LONDON, June 13 (Reuters) - Sterling recovered around 0.2 percent on Monday of its almost 3 percent slide since the first hint of UK election results on Thursday night, helped by hopes domestic politics may be inching towards a “softer” and less economically damaging Brexit.

Inflation numbers (0830 GMT) are the main set piece after two traumatic days for the pound which saw Prime Minister Theresa May’s majority collapse and investors worry that political turmoil would further weaken an already slowing economy.

By 0742 GMT, the pound had recovered 0.2 percent from Monday’s closing levels in New York to trade at $1.2693, just over half a cent above Friday’s intraday lows.

Against the euro, it was also 0.2 percent stronger at 88.33 pence, having hit its weakest in seven months on Monday.

“Brexit talks will of course dominate the market mood and this morning, amid talk of a cross-party plot to ensure the UK negotiates for a ‘softer’ Brexit, there’s an excuse for some short-covering,” said Societe Generale analyst Kit Juckes.

“That’s a blip on the road to euro-sterling trading comfortably above 90 pence.”

Short covering refers to the closing of existing bets against the currency, typically purely to lock in some gains on such positions after the currency has fallen.
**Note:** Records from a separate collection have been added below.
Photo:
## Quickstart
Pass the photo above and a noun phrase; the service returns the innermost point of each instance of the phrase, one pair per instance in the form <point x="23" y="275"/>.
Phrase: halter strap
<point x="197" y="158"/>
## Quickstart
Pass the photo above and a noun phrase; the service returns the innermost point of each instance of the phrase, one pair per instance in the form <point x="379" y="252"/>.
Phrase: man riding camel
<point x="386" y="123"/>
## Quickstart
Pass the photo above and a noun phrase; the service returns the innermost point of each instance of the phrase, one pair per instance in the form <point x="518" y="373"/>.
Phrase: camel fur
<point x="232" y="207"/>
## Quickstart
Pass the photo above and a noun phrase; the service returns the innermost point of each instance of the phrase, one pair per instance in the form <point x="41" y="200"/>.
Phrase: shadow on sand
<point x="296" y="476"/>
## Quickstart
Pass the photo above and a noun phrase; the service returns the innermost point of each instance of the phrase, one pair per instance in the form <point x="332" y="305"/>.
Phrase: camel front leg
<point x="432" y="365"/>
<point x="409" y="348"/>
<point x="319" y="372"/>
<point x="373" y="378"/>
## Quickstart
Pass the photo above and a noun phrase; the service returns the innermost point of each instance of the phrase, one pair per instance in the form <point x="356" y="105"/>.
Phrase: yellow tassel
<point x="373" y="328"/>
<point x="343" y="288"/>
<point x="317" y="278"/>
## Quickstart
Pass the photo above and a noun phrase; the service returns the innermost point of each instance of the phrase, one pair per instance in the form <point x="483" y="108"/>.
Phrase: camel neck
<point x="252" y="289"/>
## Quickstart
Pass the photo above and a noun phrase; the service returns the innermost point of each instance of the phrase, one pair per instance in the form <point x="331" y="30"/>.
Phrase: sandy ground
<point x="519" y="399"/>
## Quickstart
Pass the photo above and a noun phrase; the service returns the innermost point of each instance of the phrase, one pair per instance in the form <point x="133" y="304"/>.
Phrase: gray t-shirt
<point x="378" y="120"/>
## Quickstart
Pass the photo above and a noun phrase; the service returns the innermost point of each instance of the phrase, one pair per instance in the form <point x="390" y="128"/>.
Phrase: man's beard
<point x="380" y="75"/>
Prime Minister Theresa May meets the leader of a small Northern Irish Protestant party (DUP) on Tuesday in an attempt to save her premiership and avoid a second election that would thrust Brexit negotiations, due to start this month, into turmoil.

With some calling for her resignation and others describing her as a dead man walking after last week’s result, May won some time when she performed well on Monday in front of Conservative lawmakers who said they would help her remain in power for now.

But crucial for banks and financial markets are the blow the election has delivered to May’s plan for a “hard” Brexit that prioritised immigration controls over membership of the EU’s single market.

There is no clear evidence of a move on that front among Conservative leaders as yet, although many of the party’s more moderate supporters in the media have argued for it.

What is clear is that even should May gain the support of the DUP for confidence votes and budgets, she will struggle to legislate normally at a time when the economy badly needs fiscal and policy support.

“With Theresa May holding coalition talks and fighting to remain prime minister, but new elections before the end of Brexit negotiations a very real possibility, the market focus remains firmly on politics,” Unicredit analysts said in a morning note.

“We expect the pound to slide further over the coming months, with upside risks to our year-end forecast of 89 pence per euro.”